Upon observing the raw spectra in Figure 1 and Figure 2, the presumably best-performing benchtop (MPA) and handheld (NIR-S-G1 with plastic bag) datasets were visualized with PCA after applying the necessary spectral pretreatments (Figure 3). The Savitzky–Golay with a 2nd-order polynomial and 21 smoothing points in combination with SNV has proven to be the overall most suitable for reducing spectral noise and scattering effects that were visible on the raw spectra. The previous implication that the different protein types might not show significant differences can be rejected based on the PCA results, as the whey, beef, and pea datasets are clearly separable, especially with the benchtop dataset (Figure 3A). The PCA measurement points on the score plots also show an incremental tendency based on adulteration levels alongside PC2 in both cases, while the measurement points belonging to different protein types separate alongside PC1. In the case of the benchtop instrument (Figure 1A), the average distance to the cluster center is lower, while the distance to other centers is noticeably higher than in the case of the handheld device (Figure 1B), resulting in less spread and more measurement points in the confidence interval. Another thing to notice is that the spread of the measurement points seems to be the lowest for whey protein samples in both cases.
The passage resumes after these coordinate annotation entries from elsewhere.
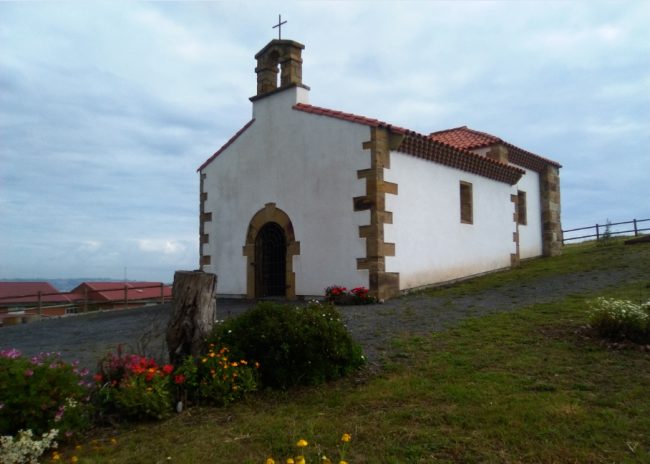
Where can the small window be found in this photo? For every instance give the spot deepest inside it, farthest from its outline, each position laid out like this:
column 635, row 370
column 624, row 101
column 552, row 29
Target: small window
column 521, row 207
column 466, row 216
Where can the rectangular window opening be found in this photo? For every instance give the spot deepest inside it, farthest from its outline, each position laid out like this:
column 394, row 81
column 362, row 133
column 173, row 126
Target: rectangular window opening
column 466, row 207
column 521, row 208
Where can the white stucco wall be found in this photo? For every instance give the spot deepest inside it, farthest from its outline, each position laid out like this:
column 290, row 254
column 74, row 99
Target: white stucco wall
column 307, row 165
column 431, row 243
column 530, row 234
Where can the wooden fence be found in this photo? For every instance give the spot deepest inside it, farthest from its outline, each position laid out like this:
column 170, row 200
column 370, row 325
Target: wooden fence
column 24, row 308
column 635, row 226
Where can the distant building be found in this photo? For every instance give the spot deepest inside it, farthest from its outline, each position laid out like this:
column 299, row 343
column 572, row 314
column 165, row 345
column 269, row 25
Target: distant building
column 108, row 295
column 19, row 300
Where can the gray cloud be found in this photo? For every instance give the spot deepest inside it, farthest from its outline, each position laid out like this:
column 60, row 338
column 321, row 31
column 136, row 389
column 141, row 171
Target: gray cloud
column 106, row 110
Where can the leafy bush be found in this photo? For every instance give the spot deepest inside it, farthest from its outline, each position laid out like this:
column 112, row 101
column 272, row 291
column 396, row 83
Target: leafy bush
column 621, row 319
column 340, row 296
column 294, row 345
column 42, row 393
column 134, row 386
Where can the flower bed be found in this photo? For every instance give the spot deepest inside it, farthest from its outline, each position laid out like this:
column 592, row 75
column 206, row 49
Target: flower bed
column 341, row 296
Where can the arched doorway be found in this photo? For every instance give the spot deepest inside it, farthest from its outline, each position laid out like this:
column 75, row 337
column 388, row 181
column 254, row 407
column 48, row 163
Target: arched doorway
column 269, row 240
column 270, row 261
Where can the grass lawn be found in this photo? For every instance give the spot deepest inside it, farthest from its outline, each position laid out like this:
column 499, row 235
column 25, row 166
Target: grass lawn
column 525, row 386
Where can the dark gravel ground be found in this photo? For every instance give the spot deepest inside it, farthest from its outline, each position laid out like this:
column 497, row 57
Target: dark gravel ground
column 88, row 337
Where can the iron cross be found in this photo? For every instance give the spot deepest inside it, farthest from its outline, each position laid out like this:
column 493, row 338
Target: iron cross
column 279, row 26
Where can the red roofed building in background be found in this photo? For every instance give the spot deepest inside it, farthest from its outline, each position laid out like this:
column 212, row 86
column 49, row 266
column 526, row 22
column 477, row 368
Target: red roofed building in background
column 19, row 300
column 107, row 295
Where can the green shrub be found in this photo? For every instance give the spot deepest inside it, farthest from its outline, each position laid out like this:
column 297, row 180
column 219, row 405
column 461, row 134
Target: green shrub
column 42, row 393
column 621, row 320
column 293, row 345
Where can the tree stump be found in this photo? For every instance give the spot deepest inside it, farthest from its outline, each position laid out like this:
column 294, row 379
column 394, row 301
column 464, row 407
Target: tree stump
column 193, row 313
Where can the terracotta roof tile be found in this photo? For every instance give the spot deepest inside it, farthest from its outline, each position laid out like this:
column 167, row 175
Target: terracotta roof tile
column 470, row 139
column 423, row 146
column 27, row 292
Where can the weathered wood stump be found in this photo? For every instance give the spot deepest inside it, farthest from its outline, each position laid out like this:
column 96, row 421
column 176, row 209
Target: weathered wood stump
column 193, row 313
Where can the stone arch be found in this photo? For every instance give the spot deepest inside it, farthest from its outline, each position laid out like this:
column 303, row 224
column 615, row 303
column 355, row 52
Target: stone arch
column 279, row 56
column 270, row 214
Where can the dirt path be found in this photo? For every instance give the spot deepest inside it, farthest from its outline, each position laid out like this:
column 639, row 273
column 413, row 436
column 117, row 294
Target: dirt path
column 88, row 337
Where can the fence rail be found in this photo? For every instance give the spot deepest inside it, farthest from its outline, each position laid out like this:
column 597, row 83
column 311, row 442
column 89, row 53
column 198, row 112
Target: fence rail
column 38, row 305
column 611, row 228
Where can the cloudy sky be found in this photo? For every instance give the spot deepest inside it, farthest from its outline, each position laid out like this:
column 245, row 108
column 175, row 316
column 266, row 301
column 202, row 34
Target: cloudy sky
column 107, row 109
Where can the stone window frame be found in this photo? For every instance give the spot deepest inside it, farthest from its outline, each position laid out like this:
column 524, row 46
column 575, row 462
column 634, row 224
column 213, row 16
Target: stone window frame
column 522, row 216
column 466, row 202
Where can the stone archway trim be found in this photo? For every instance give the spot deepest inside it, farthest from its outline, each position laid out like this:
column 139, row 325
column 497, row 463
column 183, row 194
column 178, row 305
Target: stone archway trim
column 270, row 213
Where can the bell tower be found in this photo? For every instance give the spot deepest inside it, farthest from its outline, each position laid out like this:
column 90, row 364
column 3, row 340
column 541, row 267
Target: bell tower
column 283, row 57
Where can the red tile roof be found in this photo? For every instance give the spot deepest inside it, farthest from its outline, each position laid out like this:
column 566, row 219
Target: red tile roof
column 114, row 291
column 227, row 144
column 464, row 138
column 27, row 292
column 348, row 117
column 423, row 146
column 470, row 139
After the exploratory data evaluation based on raw spectra and PCA, each dataset was split into three sub-datasets (whey, beef, and pea) for further evaluation, while restricted wavelength ranges were selected for each instrument (NIRS6500: 1100–2200 nm; MPA: 1400–2200 nm; MetriNIR and NIR-S-G1: 950–1650 nm) to focus only on the regions with the most distinguishable peaks. The wavelength regions above 2200 nm were ignored due to their future applicability, as measurements with fiber optic probes induce a high amount of noise in the higher wavelength spectral regions, according to previous experience and literature [33].
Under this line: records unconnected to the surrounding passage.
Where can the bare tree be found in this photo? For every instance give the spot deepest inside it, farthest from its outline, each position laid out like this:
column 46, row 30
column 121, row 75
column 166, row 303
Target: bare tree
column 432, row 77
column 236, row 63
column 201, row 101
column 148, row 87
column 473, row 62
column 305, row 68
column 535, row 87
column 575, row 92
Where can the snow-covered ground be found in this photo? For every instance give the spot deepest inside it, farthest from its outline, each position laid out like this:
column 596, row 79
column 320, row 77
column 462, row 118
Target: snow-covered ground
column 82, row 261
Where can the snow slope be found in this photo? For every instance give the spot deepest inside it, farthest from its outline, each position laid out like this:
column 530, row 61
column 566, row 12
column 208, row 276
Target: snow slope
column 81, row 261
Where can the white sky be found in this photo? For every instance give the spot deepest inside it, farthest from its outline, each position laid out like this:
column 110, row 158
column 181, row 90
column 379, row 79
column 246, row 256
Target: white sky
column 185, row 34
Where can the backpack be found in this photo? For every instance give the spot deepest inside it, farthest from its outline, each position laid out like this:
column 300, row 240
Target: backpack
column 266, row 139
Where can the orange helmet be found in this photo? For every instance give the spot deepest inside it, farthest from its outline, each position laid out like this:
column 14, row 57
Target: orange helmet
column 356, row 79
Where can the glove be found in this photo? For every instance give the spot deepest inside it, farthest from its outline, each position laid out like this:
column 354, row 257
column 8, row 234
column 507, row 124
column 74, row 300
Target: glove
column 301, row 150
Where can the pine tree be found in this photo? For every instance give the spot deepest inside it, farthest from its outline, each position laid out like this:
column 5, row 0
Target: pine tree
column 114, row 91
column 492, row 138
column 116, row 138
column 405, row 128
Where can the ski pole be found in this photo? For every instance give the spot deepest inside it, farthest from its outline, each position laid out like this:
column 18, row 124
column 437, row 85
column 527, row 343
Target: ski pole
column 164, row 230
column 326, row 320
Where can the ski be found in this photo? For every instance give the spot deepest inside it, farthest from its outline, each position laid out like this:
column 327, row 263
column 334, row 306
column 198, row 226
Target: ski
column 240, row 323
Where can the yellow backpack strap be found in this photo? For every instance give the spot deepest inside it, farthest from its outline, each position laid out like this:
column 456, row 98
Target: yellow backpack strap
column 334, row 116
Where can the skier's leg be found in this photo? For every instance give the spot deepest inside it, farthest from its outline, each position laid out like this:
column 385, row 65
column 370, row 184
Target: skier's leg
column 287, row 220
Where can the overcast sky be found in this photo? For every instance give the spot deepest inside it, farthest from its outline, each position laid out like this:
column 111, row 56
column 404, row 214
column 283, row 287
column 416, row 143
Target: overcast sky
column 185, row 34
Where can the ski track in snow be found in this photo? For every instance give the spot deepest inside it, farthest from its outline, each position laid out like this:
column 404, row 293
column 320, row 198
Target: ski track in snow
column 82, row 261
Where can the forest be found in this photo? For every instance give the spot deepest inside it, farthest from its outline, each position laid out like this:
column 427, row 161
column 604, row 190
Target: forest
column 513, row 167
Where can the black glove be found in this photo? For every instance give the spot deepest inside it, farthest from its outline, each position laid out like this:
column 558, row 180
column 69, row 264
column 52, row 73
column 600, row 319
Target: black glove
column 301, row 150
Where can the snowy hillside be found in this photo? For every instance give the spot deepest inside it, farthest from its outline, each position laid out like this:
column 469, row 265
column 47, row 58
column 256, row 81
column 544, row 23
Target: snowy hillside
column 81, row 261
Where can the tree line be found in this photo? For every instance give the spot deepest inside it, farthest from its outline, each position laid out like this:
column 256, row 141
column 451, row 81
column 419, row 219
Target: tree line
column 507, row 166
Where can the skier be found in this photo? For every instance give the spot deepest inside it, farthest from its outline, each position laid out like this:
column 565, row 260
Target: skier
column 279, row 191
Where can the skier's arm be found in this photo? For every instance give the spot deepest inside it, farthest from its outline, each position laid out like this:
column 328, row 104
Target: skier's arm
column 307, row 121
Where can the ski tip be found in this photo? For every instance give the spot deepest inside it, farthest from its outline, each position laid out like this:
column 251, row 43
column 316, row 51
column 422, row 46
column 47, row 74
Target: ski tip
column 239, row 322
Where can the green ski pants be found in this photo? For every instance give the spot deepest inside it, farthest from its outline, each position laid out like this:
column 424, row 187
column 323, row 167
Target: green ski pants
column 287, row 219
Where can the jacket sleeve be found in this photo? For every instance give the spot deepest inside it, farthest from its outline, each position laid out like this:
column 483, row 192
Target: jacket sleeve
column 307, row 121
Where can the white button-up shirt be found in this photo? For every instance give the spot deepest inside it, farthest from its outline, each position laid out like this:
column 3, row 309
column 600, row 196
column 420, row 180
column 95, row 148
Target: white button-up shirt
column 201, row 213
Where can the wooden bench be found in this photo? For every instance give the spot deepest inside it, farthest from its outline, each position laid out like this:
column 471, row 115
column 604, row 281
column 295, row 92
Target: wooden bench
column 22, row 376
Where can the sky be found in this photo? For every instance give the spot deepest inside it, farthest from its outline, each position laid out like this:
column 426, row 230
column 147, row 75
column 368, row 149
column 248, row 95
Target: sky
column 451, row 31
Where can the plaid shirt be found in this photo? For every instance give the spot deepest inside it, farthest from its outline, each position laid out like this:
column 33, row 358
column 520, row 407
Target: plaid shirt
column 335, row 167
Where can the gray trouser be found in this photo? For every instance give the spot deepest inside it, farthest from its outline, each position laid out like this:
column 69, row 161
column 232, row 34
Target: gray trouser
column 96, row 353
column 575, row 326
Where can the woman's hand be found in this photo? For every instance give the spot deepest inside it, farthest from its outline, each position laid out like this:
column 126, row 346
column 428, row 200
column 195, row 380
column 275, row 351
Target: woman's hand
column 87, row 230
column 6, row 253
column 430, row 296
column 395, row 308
2.2. Supervised Classification of the NIR Spectroscopy Results Based on LDA

Figure 4 and Figure 5 show the LDA classification results based on each sub-dataset to separate the different adulteration levels. All LDA score plots show a similar tendency, where measurement points separate alongside the first discriminant function from right to left, with more overlap between groups for the handheld datasets (Figure 5). Average prediction accuracies were significantly (F(1, 43) = 274.2, p < 0.001) higher for benchtop devices compared with handheld devices. While comparing the performance based on different protein types, the models based on pea protein sub-datasets provided the overall highest, while the whey sub-datasets provided the overall lowest average correct classification accuracies, although the differences were not significant (F(2, 42) = 0.11, p = 0.9). As for instrument performance comparisons, models based on NIRS6500 data show the highest cross-validated correct classification accuracy, with 99.16%, 98.52%, and 97.37% for the whey, beef, and pea protein sub-datasets, respectively, significantly (F(1, 16) = 8.92, p < 0.01) higher values than in the case of the FT-NIR (MPA). A previous study using a similar FT-NIR device to classify melamine adulteration in milk powder reported increasing misclassification at lower (≤0.4% w/w) concentration levels [34]. Other authors could reach similar classification results using an FT-NIR device [35]. In agreement with observations during exploratory data analysis, although not significantly (F(1, 16) = 0.44, p < 0.01), the models based on the NIR-S-G1 dataset acquired by scanning through the plastic bag reached overall higher predictive accuracy than its glass-cuvette counterpart, with the exception of the models built on the beef protein sub-dataset. The observation that scanning through a plastic bag compared with a glass cuvette shows slightly better results is in agreement with previous findings [1].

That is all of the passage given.